|Stacie and I after the race. It was her second of 4 halfs in June and a new PR!|
Sunday, June 12, 2011
My Own Worst Enemy: A Race Report
I am not going into mile by mile detail about the Helvetia Half yesterday. The race was very well organized. I was able to meet Stacie of Impossible is Nothing and saw Amanda of Runninghood as well as a couple of other friends. The course was even more hilly than I expected, but absolutely gorgeous. My goal was to run strong and hopefully finish another half under 2 hours.
With my recent difficulty in racing, I tried some new things this week. I hydrated very well, ate cleanly and didn't even think about a PR. I had no dairy later in the week and very little sugar. My GI system felt great. I was sure this was going to fix my running runs issue.
I can blame pollen or asthma or hills or anything else. Yet it comes down to one thing--anxiety. In addition to my struggles with depression, I have GAD (generalized anxiety disorder). More information than you may want to know, I realize. I seem to be able to train through anything without too much trouble--well, except the occasional running runs... However, put me in a race and I need more porta-potties than a race director can possibly expect. Put me in a race and my lungs tighten up and I cannot get a deep breath. Leaving me with a tendency to severe side stitches and asthma attacks.

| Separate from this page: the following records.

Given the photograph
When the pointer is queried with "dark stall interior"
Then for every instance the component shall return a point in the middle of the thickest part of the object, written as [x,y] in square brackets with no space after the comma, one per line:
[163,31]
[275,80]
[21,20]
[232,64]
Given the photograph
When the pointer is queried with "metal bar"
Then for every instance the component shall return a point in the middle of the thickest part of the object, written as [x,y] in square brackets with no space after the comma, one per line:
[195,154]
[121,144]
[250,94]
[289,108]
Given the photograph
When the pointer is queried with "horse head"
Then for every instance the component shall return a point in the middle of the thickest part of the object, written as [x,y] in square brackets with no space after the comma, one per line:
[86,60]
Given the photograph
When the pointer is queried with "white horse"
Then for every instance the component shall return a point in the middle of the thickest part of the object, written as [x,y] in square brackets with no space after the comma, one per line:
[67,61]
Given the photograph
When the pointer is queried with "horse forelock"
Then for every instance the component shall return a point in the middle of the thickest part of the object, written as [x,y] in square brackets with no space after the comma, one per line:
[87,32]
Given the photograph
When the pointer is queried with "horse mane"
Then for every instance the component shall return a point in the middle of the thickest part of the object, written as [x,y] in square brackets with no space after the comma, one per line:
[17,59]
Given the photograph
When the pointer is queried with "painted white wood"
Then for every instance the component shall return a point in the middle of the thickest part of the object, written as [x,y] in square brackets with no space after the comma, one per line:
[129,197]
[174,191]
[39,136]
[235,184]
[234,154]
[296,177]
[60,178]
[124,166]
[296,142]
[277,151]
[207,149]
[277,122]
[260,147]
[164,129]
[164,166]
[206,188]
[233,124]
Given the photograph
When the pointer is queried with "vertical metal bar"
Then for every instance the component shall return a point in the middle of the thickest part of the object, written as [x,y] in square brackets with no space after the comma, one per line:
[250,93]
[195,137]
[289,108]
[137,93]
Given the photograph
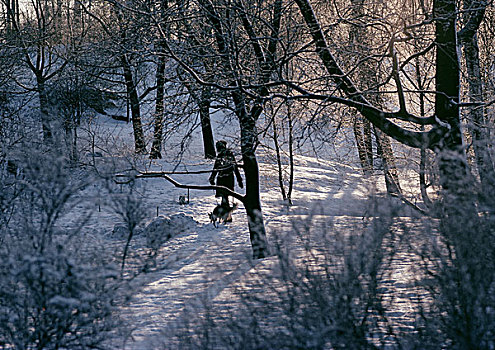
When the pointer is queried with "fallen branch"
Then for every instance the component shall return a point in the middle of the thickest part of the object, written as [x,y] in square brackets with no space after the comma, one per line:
[164,175]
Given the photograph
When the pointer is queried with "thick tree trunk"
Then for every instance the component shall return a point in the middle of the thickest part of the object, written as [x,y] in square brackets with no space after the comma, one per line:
[477,124]
[252,202]
[158,117]
[139,144]
[454,173]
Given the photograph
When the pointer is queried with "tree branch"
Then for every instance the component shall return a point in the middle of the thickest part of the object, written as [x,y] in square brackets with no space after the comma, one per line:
[162,174]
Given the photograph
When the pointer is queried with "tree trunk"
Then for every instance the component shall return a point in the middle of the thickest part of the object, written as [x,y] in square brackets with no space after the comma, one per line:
[158,117]
[386,153]
[477,122]
[252,202]
[139,144]
[44,110]
[363,143]
[204,115]
[279,159]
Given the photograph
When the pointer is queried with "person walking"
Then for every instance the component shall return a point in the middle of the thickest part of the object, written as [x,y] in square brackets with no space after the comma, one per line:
[224,169]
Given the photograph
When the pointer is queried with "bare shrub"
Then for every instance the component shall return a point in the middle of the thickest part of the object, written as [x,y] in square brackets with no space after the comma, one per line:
[321,291]
[52,293]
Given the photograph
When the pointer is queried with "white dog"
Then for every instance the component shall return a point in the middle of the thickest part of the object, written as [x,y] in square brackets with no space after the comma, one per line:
[222,213]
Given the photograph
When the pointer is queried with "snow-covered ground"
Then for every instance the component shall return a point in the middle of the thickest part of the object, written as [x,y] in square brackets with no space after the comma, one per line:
[202,262]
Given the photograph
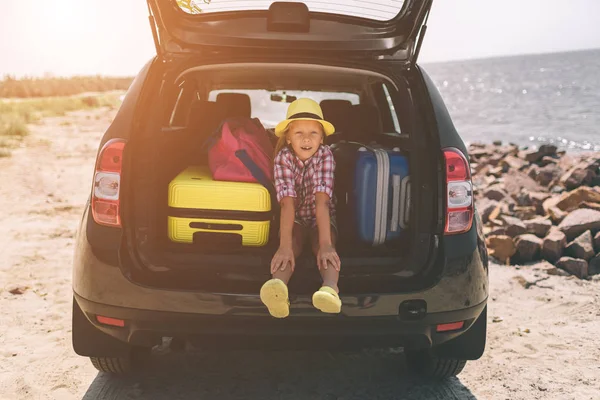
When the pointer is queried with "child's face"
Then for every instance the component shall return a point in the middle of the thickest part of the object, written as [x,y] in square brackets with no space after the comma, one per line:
[305,138]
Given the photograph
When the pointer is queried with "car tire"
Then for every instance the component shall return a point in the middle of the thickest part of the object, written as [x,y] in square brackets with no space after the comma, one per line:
[426,364]
[113,365]
[132,362]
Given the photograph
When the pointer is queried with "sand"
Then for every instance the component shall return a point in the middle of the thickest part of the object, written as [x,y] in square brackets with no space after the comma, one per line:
[544,345]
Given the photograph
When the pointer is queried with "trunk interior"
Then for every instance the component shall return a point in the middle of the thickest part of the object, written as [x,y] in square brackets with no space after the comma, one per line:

Yesterday brought home that it is not my training. My recent racing issues are clearly mental. All the positive mantras cannot seem to get me past the fear of being surrounded by people I do not know. When it is just me and the road, I can run forever. Me, the road, lots of people and a finish line and I cannot relax. Things were going reasonably well until someone talked to me. It was a long hill during mile 7 and I was doing my regular race breathing--heavy and shallow. A woman simply said, "You can do it. Try to breath deeper." I smiled and thanked her. Just that interaction made me emotional. I tried her suggestion as my side was in bad shape from breathing too shallow. Just a couple of moments and I had a pretty bad asthma attack. Enough that I had to sit at the side of the road to try to catch my breath. I was so grateful for the two people that stopped and checked on me. Both were so kind. I finally caught my breath and began to walk. In and out, slow and easy. Mouth wide and relaxed. The attack was easing, but I truly thought I was going to have my first DNF. My breathing eased so I decided to run walk to the end. If I started to struggle, I would walk.
The biggest frustration was that my legs were not even the slightest bit tired. Those hills were just dragons to slay. My sword plunged into the dragon's back with each step. The hills did not beat me. I was my worst enemy. I was conquered by my own fear. That is the reason I feel the most defeated. The course was not my enemy. I was.